To that end, according to reports, Starbucks said at its biennial investor day Wednesday (Dec. 9) that it would look toward growth into the next year and beyond, bringing its total store count (both owned and operated) from a current 33,000 to 55,000 by 2023.
Along the way, the company said in materials published on its site, Starbucks has seen its store base shifting toward convenience. The roster in the future will be divided 55 percent café, 40 percent drive-thru and 5 percent PickUP/New Formats.
In additional expansion goals, the company said that in China, as reported by QSR Magazine, it will open 600 new sites in 2021, with 10 percent of that tally coming in the form of Starbucks NOW operations (which are express retail locations that combine café with Mobile Order and Pay). By the end of 2022, the China store count will be more than 6,000.
As reported in this space in October, Starbucks Corp. said in its fourth quarter earnings report that comparable-store sales dropped 3 percent, with comparable transactions lower by 7 percent, partially offset by a 5 percent rise in average ticket. But as detailed on the analyst call, Starbucks President and CEO Kevin Johnson said China’s mobile order sales mix more than doubled in the last 12 months to 26 percent in Q4, with 13 percent originating from delivery and 13 percent from mobile order and pay.

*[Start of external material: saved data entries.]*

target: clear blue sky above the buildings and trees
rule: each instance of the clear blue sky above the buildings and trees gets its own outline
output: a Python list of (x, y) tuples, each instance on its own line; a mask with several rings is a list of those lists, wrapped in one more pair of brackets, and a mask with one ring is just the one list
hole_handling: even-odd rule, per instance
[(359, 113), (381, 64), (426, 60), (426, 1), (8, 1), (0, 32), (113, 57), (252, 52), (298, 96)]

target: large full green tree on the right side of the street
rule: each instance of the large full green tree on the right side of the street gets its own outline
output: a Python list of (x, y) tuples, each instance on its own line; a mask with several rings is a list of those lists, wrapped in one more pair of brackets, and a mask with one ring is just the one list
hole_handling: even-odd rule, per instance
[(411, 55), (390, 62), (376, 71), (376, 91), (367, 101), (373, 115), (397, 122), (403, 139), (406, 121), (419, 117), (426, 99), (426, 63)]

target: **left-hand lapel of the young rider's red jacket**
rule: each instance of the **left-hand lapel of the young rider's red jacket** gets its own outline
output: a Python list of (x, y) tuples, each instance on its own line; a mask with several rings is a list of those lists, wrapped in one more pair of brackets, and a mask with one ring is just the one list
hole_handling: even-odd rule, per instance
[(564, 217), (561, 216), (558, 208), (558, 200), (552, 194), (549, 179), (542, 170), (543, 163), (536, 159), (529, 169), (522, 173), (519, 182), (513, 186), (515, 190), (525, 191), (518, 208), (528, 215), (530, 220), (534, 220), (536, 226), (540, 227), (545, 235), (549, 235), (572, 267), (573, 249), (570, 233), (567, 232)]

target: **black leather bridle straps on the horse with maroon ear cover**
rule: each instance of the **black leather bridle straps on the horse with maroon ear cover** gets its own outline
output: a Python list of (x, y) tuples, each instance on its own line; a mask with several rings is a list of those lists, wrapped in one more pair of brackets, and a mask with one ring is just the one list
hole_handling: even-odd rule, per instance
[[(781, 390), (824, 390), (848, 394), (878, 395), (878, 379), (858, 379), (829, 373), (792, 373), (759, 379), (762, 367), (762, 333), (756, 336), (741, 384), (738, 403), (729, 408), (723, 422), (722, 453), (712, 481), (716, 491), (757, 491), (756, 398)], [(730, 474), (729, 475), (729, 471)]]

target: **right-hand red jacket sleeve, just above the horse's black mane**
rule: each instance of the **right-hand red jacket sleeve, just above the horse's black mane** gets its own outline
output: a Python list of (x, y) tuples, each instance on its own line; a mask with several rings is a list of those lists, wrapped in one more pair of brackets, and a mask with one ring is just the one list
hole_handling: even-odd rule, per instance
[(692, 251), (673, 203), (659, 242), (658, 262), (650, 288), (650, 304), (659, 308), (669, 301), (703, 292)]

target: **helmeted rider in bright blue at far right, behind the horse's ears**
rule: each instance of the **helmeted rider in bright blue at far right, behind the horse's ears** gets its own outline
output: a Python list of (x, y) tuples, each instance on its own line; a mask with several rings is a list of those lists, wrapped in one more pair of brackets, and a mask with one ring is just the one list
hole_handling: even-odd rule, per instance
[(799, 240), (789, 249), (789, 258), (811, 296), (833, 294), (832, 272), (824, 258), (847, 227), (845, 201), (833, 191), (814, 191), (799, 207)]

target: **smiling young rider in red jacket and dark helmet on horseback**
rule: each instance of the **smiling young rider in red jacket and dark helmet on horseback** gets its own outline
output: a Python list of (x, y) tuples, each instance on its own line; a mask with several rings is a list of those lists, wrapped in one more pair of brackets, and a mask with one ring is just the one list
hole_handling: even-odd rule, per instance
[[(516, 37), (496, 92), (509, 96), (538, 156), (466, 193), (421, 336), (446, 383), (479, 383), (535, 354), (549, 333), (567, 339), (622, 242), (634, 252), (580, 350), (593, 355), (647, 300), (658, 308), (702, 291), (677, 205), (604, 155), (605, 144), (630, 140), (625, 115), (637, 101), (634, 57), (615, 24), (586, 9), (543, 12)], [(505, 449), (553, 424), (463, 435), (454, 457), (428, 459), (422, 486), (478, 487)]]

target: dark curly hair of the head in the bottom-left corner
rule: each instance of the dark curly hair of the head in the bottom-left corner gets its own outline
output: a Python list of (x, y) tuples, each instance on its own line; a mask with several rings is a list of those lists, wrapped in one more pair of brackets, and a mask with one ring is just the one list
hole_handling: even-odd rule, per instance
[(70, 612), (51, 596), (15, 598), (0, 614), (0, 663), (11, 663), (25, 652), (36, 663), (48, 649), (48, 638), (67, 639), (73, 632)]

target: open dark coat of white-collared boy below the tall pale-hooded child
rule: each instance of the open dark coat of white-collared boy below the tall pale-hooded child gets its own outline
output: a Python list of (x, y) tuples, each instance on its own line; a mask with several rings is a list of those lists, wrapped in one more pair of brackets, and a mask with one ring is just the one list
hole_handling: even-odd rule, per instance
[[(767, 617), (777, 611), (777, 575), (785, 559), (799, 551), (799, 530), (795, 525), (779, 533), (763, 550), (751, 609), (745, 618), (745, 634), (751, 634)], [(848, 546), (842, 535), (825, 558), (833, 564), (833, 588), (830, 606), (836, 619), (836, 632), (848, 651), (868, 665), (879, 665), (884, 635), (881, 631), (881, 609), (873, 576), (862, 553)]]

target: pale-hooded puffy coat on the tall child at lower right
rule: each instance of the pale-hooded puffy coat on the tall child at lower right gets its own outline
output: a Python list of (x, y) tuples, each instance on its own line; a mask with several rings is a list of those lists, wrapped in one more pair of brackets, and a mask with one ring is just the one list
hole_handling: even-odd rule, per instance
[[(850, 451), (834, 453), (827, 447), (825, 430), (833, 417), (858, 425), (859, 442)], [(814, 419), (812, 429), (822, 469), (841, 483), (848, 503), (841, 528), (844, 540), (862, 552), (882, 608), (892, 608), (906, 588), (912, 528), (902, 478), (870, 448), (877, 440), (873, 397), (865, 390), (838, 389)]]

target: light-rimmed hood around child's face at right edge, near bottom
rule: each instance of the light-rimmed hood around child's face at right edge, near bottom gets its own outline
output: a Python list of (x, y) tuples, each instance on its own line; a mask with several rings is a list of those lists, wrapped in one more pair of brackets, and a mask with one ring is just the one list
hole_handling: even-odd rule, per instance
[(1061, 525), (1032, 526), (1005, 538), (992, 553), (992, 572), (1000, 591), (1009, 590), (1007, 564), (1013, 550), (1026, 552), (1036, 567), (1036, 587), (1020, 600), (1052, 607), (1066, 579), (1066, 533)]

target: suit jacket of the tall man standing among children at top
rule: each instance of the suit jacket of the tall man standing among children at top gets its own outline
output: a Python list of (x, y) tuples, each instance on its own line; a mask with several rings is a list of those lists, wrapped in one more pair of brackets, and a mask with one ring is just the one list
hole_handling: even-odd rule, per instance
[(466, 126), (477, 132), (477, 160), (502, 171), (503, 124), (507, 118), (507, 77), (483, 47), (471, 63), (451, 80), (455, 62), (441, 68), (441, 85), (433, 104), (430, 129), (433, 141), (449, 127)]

“The digital innovations we launched in China throughout fiscal 2020, including a new WeChat mini program and the enhanced Starbucks Rewards program, along with our digital partnership with Alibaba, have fueled customer engagement and strong sequential growth in active Starbucks Rewards members,” Johnson said on the call. Starbucks Rewards 90-day active members in China in Q4 climbed 36 percent over Q3 to 13.5 million, representing 34 percent growth over the past year.
Johnson noted that about 75 percent of U.S. sales volume in Q4 was drive-thru and mobile orders.
“Although this was meaningfully down from 90 percent in Q3, reflecting a sizeable shift to on-premise occasions in Q4 as we progressively restored seating in our cafes, this is notably higher than pre-COVID levels at approximately 60 percent of sales,” Johnson said.
Furthermore, Johnson noted that the coffee chain’s mobile order transactions continue to grow, rising from 18 percent in Q2 to 24 percent in Q4.
QSR reports that 45 percent of stores will offer pickup moving forward from a current level of 35 percent. The company said its digital sales mix stood at 26 percent at the end of the fourth quarter of fiscal year 2020, which ended in September — up two times over the previous year’s level.
In the latest PYMNTS ranking of mobile order-ahead apps, Starbucks came in at number 3.